I glance down at the kit in my hands.
Band-Aids. Gauze. A pair of shears. A scalpel. A suture kit.
For all intents and purposes… these items are useless.
Blinking back tears, I yank a bandage out and press it against the worst of the bleeding, aligning my hands beside Underwood’s. When the flight attendant moans in agony, I have to bite down on my lip to keep the tears at bay.
You cannot cry, Violet.
Keep it together, for his sake.
Blood saturates the thin cloth in mere seconds.
“Shit!” I exclaim, watching the dark stain spread. “I can’t get this bleeding to stop.”
Underwood glances up sharply. “We need to tourniquet the wound or he’s going to bleed to death.”
“Tell me what to do.”
His eyes dart left and right as options whirl through his mind. A belt would be the obvious choice, but neither of us is wearing one.
“My shoelace,” he says finally, sticking out a booted foot in my direction. “Pull it out.”
I do as he says, unlacing the thick black string with trembling hands.
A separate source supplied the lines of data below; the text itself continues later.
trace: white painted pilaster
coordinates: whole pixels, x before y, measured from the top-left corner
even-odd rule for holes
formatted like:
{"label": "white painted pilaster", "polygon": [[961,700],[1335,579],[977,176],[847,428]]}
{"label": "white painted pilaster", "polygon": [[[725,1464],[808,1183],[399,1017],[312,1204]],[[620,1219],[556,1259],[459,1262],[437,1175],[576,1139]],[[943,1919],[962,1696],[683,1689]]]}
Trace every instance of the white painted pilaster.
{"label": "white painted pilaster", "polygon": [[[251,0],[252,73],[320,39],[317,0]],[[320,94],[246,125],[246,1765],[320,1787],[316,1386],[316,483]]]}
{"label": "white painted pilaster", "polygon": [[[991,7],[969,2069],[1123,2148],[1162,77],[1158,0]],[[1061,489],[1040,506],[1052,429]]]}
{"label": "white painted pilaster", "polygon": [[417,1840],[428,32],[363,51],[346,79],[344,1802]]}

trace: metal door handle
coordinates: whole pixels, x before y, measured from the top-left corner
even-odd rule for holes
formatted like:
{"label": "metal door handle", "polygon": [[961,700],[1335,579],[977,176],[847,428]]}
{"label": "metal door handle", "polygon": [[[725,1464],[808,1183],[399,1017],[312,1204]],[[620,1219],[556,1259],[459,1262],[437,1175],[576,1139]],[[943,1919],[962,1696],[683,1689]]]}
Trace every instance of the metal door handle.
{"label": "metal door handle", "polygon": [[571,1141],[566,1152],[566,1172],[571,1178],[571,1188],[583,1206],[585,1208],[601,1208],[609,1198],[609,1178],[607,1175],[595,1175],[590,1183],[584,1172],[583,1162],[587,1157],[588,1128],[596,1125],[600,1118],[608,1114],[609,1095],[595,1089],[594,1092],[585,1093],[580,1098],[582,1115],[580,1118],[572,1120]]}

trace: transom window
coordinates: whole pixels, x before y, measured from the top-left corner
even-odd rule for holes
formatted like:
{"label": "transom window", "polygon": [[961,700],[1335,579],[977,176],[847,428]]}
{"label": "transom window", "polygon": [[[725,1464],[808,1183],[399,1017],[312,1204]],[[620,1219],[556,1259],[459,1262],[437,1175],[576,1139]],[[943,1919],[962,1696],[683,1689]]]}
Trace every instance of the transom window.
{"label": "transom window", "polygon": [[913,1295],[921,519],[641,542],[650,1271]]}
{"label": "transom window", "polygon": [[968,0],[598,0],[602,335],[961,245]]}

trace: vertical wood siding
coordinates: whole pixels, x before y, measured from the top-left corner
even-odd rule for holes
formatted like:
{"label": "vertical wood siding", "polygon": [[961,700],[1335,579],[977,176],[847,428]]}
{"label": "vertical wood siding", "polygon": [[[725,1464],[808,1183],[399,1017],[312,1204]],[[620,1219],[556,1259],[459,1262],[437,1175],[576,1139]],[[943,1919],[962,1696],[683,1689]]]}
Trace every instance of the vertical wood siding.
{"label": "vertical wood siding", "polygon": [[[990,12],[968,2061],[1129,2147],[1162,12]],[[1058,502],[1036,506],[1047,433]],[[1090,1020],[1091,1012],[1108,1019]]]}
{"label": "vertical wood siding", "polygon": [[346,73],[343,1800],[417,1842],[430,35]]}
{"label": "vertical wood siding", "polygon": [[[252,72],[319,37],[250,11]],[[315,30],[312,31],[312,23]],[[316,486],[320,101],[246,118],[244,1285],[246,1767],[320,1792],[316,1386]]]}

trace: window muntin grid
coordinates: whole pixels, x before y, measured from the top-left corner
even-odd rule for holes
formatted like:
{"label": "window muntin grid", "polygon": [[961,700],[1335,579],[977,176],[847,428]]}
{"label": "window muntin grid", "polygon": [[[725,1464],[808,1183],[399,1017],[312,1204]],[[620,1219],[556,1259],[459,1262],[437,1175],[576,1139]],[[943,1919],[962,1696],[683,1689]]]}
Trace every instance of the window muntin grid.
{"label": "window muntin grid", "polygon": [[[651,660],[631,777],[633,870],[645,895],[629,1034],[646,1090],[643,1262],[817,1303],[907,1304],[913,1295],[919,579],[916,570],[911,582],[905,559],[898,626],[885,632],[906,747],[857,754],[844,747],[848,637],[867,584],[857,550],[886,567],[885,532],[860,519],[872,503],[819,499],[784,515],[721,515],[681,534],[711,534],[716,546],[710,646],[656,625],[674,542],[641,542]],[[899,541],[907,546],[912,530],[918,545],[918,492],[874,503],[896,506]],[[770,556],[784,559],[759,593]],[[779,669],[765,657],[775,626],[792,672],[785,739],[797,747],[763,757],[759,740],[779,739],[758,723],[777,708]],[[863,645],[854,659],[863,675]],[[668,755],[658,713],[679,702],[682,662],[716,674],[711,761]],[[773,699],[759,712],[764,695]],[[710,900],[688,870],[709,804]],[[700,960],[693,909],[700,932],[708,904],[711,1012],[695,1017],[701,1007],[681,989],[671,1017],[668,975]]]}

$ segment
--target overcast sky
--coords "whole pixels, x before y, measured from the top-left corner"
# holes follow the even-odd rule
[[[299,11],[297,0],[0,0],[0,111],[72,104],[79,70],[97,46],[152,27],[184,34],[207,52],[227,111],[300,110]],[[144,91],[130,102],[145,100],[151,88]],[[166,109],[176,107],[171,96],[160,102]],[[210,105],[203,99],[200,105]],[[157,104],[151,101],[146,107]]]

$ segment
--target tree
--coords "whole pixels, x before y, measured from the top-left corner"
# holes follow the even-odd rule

When I tug it free, I look up at Underwood for guidance. I see my own fears reflected back at me, bright on the surface of those emerald irises.
“If you can’t do this…” He trails off.
“I can do it,” I snap.
After a second, he nods. “Tie it tight, just above my hands, where the bone is still intact,” he instructs, jerking his chin toward the flight attendant’s thigh. I keep my hands as steady as possible as I wrap the shoelace around the muscle, trying not to look too closely at the mangled limb mere inches from my face. The damage is catastrophic.